Human health battles, like cancer and heart disease, have both biological and social dimensions. But for each, as with Covid-19, we wrongly prioritize the biology, at the expense of other animals.

REBECCA DELKER: COVID-19, the disease resulting from the SARS-CoV-2 virus, is just one of many human infectious diseases that originate in animals. Transmission of these zoonotic diseases has been linked to human activity that increases the frequency of inter-species contact required for a jump to occur… While we cannot say for certain where SARS-CoV-2 originated, early human cases point to a connection to markets in China that house and sell animals for food…

For those of us with one eye toward animal welfare, it is very easy to see the mutually beneficial connection between human health and animal ethics… But what may be less clear is the connection between preventive measures like these and the welfare of another group of animals: the animals in our labs.

Though we have curbed the rapid spread of disease through social distancing mandates, efforts are now focused on the development of new treatments and vaccines, which have historically relied heavily on animal research. Animals, ranging from mice to ferrets to non-human primates, currently serve as models of viral infection, readouts of drug and vaccine efficacy and toxicity, and factories that produce reagents like those used for some serological testing. As is always the case in biological research, their use is subject to ethical consideration.

Our current moral framework asks us to weigh the costs of experimentation to lab animals (both suffering and death) with the potential, yet always uncertain, benefits it generates for humans… Approximately 90 percent of clinical trials fail after success in animal models. Even still, our justification would go something like this: all information is valuable information because some unknown fraction of it will pave the way out of the corner we’ve backed ourselves into.

But this calculation ignores that prevention was always an option… When it comes to human health, as COVID-19 exemplifies, we prioritize the treatment of disease after the fact rather than the prevention of disease through more fundamental and proactive social changes. This reactionary approach is a consequence of our broader tendency to conceptualize disease as a biological problem in isolation from its greater social context. This foregrounds basic biological research in our biomedical enterprise at the expense of alternative preventive approaches.
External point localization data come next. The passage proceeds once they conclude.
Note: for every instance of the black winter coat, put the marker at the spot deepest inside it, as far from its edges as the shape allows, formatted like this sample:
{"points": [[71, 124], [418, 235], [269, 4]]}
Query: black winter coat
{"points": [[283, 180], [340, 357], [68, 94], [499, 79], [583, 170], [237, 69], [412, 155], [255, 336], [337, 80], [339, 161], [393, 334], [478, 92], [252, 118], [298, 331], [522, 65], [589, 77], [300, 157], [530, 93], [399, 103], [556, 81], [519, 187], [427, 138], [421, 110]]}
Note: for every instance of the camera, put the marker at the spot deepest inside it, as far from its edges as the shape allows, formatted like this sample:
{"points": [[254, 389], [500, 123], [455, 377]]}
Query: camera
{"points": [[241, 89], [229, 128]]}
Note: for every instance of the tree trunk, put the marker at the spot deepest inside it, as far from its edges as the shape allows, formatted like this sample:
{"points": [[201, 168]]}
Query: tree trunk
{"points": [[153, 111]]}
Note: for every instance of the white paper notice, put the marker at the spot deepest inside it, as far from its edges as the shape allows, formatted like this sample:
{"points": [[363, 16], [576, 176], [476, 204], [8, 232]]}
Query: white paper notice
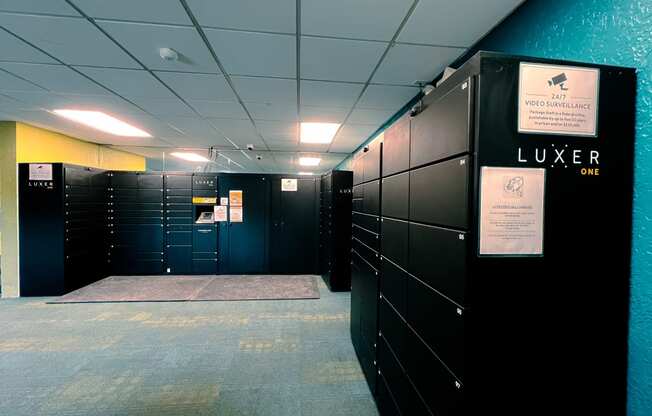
{"points": [[511, 211], [40, 172], [219, 213], [236, 214], [555, 99], [288, 185]]}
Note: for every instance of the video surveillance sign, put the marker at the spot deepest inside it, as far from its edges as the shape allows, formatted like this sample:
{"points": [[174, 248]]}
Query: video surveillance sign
{"points": [[554, 99]]}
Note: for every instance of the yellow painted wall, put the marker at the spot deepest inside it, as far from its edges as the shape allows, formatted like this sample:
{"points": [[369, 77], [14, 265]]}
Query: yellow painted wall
{"points": [[37, 145], [22, 143], [8, 210]]}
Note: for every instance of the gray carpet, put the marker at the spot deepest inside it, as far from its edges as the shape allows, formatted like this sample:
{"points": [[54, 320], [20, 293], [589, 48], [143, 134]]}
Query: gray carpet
{"points": [[252, 358], [195, 288]]}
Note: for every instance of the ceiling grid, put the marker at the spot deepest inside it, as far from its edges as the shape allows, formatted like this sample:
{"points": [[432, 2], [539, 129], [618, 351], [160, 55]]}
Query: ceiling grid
{"points": [[248, 72]]}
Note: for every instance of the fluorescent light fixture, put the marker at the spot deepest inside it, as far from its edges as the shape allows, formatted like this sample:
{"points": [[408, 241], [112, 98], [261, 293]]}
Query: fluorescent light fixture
{"points": [[190, 157], [309, 161], [318, 132], [103, 122]]}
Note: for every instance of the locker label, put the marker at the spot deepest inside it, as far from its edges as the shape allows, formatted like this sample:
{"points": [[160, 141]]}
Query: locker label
{"points": [[554, 99], [511, 211]]}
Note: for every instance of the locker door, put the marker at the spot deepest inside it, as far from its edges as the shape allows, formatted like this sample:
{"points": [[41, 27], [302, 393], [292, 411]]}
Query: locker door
{"points": [[294, 228], [244, 244]]}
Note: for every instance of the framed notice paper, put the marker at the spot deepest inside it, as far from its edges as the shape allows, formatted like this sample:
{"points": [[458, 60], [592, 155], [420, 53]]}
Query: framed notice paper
{"points": [[554, 99], [511, 211], [236, 214], [219, 213]]}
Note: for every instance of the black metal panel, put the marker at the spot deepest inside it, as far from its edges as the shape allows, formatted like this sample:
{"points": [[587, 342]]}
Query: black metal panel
{"points": [[371, 160], [366, 221], [150, 181], [371, 199], [178, 181], [443, 128], [407, 399], [396, 191], [436, 385], [179, 259], [124, 180], [396, 147], [370, 239], [439, 257], [394, 241], [439, 322], [439, 193], [393, 285]]}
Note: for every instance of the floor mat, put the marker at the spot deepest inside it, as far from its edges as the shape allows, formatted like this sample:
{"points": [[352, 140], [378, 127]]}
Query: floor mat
{"points": [[195, 288]]}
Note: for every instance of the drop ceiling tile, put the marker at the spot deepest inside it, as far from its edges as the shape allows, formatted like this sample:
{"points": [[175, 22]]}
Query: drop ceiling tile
{"points": [[365, 19], [198, 86], [242, 132], [165, 107], [130, 83], [459, 23], [257, 15], [60, 37], [351, 136], [219, 109], [329, 94], [283, 145], [144, 40], [405, 64], [323, 114], [196, 127], [371, 117], [9, 82], [153, 11], [257, 54], [265, 90], [14, 49], [58, 7], [339, 59], [275, 131], [387, 97], [57, 78], [273, 111]]}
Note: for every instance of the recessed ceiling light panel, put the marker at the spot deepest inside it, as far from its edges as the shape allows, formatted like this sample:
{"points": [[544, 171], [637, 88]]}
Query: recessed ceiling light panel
{"points": [[318, 132], [102, 122], [309, 161], [190, 157]]}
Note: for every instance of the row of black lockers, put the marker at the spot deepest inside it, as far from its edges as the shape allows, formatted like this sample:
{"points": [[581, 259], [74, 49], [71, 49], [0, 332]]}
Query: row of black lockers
{"points": [[365, 257], [424, 226], [335, 229], [85, 199], [152, 224]]}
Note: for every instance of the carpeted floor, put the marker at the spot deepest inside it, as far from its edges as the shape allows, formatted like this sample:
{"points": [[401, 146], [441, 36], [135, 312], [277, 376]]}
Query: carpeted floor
{"points": [[195, 288], [250, 358]]}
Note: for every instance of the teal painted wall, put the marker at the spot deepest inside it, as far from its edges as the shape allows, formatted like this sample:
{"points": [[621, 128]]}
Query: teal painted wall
{"points": [[613, 32]]}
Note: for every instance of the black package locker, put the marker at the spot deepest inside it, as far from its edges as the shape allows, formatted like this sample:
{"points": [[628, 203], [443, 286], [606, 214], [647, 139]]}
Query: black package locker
{"points": [[178, 223], [136, 225], [62, 227], [204, 236], [365, 256], [460, 333], [335, 229]]}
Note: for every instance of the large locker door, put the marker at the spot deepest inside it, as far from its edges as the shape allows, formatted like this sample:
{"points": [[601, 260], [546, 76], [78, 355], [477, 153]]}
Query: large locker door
{"points": [[294, 228], [243, 245]]}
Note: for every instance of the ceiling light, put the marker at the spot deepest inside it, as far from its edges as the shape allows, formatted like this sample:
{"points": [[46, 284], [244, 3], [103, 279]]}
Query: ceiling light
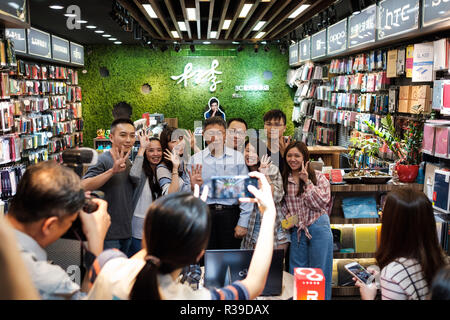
{"points": [[150, 11], [260, 35], [259, 25], [191, 14], [226, 24], [182, 25], [298, 11], [245, 9]]}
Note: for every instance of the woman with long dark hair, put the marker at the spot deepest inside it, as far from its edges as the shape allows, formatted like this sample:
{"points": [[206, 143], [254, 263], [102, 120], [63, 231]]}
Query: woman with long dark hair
{"points": [[256, 161], [306, 200], [409, 254], [143, 175], [172, 172], [177, 230]]}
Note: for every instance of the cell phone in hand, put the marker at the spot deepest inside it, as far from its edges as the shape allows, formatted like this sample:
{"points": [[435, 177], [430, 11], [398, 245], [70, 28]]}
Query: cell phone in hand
{"points": [[360, 272], [232, 187]]}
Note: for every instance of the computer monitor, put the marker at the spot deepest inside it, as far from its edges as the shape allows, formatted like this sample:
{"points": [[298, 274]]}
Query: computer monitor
{"points": [[222, 267]]}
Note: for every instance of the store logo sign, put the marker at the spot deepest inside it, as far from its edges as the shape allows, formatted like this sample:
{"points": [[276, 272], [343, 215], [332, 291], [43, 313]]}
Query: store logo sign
{"points": [[199, 76]]}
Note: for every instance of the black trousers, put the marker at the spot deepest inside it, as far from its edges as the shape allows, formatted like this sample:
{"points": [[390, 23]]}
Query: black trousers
{"points": [[224, 221]]}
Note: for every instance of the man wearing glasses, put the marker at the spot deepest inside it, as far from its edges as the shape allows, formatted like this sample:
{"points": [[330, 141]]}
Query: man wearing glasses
{"points": [[274, 127]]}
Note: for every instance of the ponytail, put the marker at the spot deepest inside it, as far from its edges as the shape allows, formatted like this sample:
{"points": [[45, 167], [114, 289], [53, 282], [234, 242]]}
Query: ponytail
{"points": [[146, 284]]}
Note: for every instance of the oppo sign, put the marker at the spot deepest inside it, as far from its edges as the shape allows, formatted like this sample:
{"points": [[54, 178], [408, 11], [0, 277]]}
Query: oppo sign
{"points": [[337, 37]]}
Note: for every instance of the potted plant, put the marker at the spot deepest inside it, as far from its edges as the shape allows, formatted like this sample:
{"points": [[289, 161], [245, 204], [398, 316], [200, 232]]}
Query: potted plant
{"points": [[406, 150]]}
Many of our primary health battles — cancer, diabetes, cardiovascular disease, for example — contain both biological and social dimensions; but for each of these diseases, as with COVID-19, our fight prioritizes its biology. While we increase investment in biological research to find better treatments, including those that use lab animals, we do far less to address the social causes of disease…

This doesn’t mean that biological research is obsolete; but it does mean that its importance must be judged in relation to epidemiology and public health, economic policy, food policy, environmental policy… and the like. Disease is often not just biology gone awry; and the health of our population will benefit from re-prioritizing our biomedical approach to recognize this. The animals in our labs will benefit as well. SOURCE…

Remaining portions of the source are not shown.